Vicious Week

Oh Man, These past two weeks since getting back from Vegas have been brtual. I’ve had patches blow up in my face (partly because Solaris patching is still so 1995). I had a storage crunch on my NetWorker index store force me to borrow some space and mount it over NFS. Which worked great. Until the server housing the NFS mounts core dumped and spontaneously rebooted in the middle of the backup window, wiping out the indexes of the two largest Oracle database servers in the environment. Yeah, the indexes were back on tape, but it would (and did) take a while to get em back. And of course I had to find some more spare space. That spare space had to come off of local, unprotected disk again (except for tape) since we are out of SAN storage until some new hardware hits the floor. That means a month or so. In the middle of hurricane season, as usual. All of which has meant precious little sleep of late.

Oh, and I’ve had my problems with Legato, er, EMC NetWorker over the past few years, but none of the above was NetWorker bug-related and it handled all that mess far more gracefully than I would’ve expected. It failed and restarted backups automatically, and recoving indexes was a simple process. I’ve done some bootstrap recoveries for DR tests in the past, but this was the real deal. So hoorah for NetWorker for doing something right and not being the cause of sleepless nights (yes. 7.3.3 is very stable in our busy,big, and hopelessly complex environment).

And of course there has been the inevitable management foolishness. Most of the above didn’t affect anything outside of “my world” but as soon as some manager sees a status update, they try and correlate some technical issue they’re having to my event and I have to answer all this foolishness. Politely. With little or no sleep. Not to mention, more foolishness sending me out of town for what looks to me like pure politics and little technical merit, but maybe I’m missing something. Nah, probably not. it’s a dog and pony show. I wonder if I’m a dog, or a pony?

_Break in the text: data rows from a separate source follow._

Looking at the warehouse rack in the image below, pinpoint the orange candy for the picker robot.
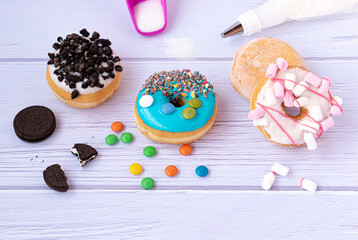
[179,144,193,155]
[165,165,178,177]
[111,121,123,132]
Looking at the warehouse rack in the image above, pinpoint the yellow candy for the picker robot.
[129,163,143,175]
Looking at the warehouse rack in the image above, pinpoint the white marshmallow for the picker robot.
[293,97,309,107]
[285,73,296,90]
[252,118,268,126]
[333,96,343,106]
[262,172,276,190]
[271,163,290,176]
[265,88,277,106]
[303,133,317,150]
[300,120,319,133]
[300,178,317,193]
[310,105,323,122]
[139,95,154,107]
[292,81,308,97]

Anyway, if anybody out there has some really super secret vacation ideas they want to share, send em my way. My wife and I really haven’t been on a vacation alone since 2004, our honeymoon. And, apparently, travel is, like, really expensive right now.

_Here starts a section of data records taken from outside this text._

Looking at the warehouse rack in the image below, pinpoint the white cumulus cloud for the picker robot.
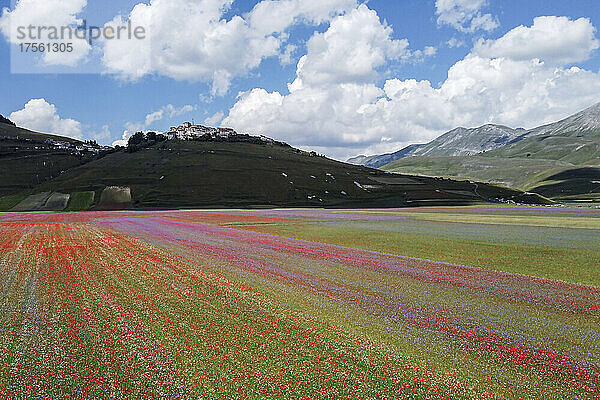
[103,0,356,95]
[223,12,600,158]
[474,16,600,64]
[9,99,83,139]
[435,0,500,33]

Vegas a few weeks ago didn’t do much for me for the vacation side, as mentioned below. But as a technical/educational trip, it was pretty cool. I’m not much of an EMC fanboy. We use both Netapp and Sun/HDS storage here in addition to EMC. There are things about those platforms I like a lot better than the mish-mash of storage options EMC presents.

I attended a ton of technical sessions. There was a large VMWare presence there, which was pretty cool. We are deploying VMWare ESX, though I’m not directly involved in that activity. We handle the storage for ‘em though as well as the backups. To that end, I got really interested in Avamar for doing our VMWare guest backups. We did an eval here and it looks pretty good and it looks like we’re actually going to get it. I went to several sessions with that as well and feel a lot more comfortable with having stuck my neck out for this solution.

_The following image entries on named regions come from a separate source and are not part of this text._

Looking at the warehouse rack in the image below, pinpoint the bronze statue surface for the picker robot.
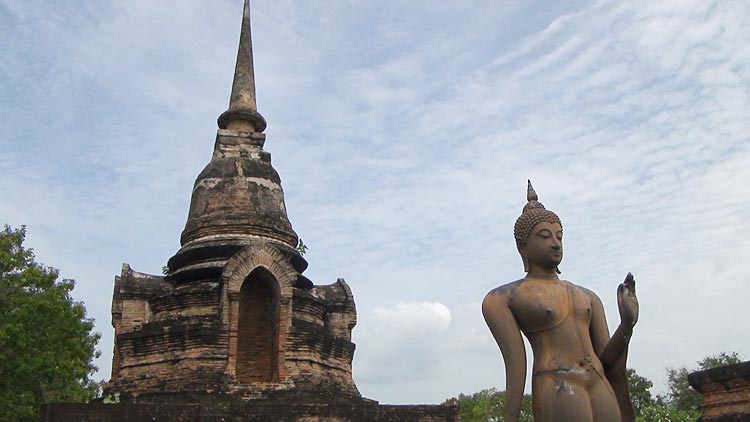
[482,182,638,422]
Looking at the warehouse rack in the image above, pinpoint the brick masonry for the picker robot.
[41,0,458,422]
[688,361,750,422]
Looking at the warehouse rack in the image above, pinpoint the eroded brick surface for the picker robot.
[688,362,750,422]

I’m sure there will be headaches in the deployment, but it should help. And I’ll be able to remove some complexity from our Networker deployment and free up some index space, by potentially removing 100 or more clients and putting them in Avamar. File servers, vmware guests, and some DMZ-resident hosts are all good candidates for that. Unlike a lot of EMC NetWorker customers, we aren’t initially interested in using NetWorker 7.4 with nominally-integrated Avamar. One of my goals is to reduce my complexity and index space in our huge NetWorker setup. So dividing and conquering actualy simplifies things for me rather than having one global namespace. I had some conversations with some EMC techies (and not sales techies) and they said that was unique in their experience.

But the reality for me is, even if the software can technically scale to 1000+ clients processing 100s of terabytes/week of backups (and DR copies), can it really be managed by humans at that point?  At such a scale, can you even get a window to patch things, do upgrades, etc? And if you do have a problem, the pain you have and the pain that problem can cause can be quite big indeed.  Obviously for me it already is with ~800 clients and about 70TB/week. (see paragraph one)
I’m still digesting material from the convention and looking forward to getting my hands on the presentation material. Like I said, it was pretty interesting stuff. If you’re, ya know, a geek.

Note: Yes. this is the most technical/geeky thing I’ve posted in years.